Shipped to Egypt, Ayton soon after took part in the Gallipoli landing. ‘I would not have missed this for anything,’ he wrote to a friend. Badly injured, he was sent to England to convalesce and from there joined the campaign in France, where he saw out the war.
From the start, Ayton kept notes of his experiences, which he would write up in a diary. Plucky, charming and self-deprecating, this son of the new nation records the horrors of trench warfare and his off-duty adventures in Cairo, London and Paris.
This remarkable story is now published for the first time, a century after the war’s end. Accompanied by a postscript by one of Ayton’s sons and Ayton’s poem about the Gallipoli campaign, A Hell of a Time is a vital and compelling account of the Great War.
An interesting autobiography of a man who just fkin loves war and doesn't really seem too phased about killing people and nearly being killed for years on end. He just thinks it's heaps of fun.

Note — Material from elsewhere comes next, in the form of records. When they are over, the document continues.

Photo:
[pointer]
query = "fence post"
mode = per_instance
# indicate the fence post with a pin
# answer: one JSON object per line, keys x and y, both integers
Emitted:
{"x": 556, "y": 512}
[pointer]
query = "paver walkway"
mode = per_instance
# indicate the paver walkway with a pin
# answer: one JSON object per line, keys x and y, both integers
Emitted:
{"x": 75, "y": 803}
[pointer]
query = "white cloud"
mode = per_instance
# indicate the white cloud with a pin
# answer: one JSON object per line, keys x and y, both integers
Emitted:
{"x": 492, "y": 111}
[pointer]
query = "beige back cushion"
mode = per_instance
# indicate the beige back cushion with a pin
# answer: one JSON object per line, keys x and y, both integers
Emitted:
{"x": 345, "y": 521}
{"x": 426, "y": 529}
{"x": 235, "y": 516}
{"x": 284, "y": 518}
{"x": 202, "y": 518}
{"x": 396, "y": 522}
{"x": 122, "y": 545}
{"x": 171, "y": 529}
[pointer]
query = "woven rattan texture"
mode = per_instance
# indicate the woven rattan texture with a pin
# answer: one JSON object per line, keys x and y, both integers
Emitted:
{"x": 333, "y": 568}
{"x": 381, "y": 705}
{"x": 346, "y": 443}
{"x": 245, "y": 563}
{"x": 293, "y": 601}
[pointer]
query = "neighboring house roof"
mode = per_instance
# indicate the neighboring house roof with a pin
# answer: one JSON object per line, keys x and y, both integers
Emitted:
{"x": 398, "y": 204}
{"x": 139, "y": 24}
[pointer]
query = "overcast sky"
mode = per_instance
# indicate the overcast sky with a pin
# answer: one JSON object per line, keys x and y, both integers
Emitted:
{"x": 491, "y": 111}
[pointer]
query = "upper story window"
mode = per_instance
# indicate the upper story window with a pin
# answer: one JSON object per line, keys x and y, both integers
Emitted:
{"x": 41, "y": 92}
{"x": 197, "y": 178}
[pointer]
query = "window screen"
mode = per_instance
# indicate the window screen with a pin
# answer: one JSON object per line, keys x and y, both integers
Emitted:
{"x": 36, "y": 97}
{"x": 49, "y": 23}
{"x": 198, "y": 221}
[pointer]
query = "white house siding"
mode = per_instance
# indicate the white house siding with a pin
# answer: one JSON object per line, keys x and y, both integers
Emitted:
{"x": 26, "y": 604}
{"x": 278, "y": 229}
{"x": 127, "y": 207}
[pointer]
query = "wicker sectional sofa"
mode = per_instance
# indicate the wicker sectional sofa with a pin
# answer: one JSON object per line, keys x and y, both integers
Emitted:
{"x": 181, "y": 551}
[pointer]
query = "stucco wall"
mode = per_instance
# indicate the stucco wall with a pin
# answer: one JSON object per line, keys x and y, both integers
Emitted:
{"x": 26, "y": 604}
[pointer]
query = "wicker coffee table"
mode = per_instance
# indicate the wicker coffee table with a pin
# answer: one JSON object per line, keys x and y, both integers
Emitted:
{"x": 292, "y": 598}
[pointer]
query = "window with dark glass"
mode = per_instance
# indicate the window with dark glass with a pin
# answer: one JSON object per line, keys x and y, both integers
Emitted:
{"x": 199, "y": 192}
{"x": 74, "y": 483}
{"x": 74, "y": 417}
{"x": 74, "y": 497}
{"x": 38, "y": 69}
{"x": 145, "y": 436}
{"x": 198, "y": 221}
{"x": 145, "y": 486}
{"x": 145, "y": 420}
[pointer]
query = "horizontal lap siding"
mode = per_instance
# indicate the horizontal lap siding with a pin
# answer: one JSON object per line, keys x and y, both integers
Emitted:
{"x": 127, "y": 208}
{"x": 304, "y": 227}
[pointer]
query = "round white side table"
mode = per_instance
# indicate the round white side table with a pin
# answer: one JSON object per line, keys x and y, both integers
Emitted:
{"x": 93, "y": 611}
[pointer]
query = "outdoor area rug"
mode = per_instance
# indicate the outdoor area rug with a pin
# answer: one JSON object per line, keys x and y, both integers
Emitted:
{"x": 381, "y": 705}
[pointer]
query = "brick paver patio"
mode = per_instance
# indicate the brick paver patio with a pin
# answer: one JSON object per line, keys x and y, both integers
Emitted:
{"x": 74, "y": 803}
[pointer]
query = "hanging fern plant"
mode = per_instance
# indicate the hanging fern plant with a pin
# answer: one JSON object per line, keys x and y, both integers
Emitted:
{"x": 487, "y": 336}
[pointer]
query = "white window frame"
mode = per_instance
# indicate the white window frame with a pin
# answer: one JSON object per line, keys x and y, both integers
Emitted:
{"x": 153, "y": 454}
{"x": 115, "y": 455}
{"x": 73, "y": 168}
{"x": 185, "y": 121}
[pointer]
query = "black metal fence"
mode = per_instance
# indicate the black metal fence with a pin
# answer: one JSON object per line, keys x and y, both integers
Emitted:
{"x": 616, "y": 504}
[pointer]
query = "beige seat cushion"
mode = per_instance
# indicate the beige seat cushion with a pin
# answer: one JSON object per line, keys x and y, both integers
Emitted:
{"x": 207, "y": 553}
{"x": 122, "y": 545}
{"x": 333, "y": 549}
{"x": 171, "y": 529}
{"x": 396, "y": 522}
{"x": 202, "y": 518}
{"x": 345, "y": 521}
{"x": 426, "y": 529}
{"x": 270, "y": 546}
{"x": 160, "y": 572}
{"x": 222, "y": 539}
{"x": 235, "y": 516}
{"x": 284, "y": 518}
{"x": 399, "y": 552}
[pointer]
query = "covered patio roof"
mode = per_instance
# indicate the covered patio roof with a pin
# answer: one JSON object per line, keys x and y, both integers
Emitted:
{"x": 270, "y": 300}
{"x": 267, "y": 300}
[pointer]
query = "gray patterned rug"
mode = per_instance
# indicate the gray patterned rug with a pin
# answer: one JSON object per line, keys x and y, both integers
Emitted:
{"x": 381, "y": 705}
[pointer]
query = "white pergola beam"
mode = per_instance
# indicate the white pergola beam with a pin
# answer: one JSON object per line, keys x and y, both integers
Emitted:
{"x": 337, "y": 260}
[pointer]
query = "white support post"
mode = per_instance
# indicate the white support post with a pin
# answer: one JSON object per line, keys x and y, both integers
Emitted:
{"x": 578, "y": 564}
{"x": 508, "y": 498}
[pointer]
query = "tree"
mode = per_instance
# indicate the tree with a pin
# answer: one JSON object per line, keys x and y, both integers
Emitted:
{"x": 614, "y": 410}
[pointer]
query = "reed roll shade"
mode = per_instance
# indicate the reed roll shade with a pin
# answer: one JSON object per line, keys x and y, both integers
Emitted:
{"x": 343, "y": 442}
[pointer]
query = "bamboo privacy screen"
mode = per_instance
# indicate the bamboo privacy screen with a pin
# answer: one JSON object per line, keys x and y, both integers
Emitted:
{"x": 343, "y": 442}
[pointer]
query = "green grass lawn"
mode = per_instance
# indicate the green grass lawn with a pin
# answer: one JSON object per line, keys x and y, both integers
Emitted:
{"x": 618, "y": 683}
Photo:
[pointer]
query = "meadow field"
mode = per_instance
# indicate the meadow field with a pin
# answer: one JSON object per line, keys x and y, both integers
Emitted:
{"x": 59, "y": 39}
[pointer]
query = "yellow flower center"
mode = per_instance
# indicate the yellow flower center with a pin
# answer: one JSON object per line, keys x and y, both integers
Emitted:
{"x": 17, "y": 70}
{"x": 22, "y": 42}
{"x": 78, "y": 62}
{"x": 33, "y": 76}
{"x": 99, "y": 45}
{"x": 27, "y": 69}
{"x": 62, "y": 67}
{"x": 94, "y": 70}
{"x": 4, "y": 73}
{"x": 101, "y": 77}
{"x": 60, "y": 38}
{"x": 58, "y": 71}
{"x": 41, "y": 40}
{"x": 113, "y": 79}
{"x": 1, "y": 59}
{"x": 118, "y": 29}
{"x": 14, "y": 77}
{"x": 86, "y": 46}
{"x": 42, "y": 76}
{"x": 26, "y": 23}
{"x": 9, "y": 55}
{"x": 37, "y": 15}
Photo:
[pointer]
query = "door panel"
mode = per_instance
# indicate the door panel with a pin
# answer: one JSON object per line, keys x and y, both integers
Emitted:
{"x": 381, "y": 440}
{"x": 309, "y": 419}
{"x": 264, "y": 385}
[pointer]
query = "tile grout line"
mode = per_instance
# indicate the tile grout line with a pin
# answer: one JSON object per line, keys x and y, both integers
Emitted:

This was a fantastic book. Philip Ayton was a soldier who joined up on the day after Australia joined the First World War, and he wrote a diary of his whole war. He lived to see the Armistice, although wounded several times. He was in the landing at Gallipoli on 25 April 1915 and also fought on the Western Front in France and Belgium. This book is a combatant's eye view of the Great War rather than an overview which is what is usually written by historians. Well written, exciting, and incredible that human beings could live in the hell on earth of the Western Front (and Gallipoli too). I highly recommend it.
Superb! An account from the horses mouth so to speak that details the highs and lows of a first world war soldiers experience. Both horrifying and hilarious while also illuminating.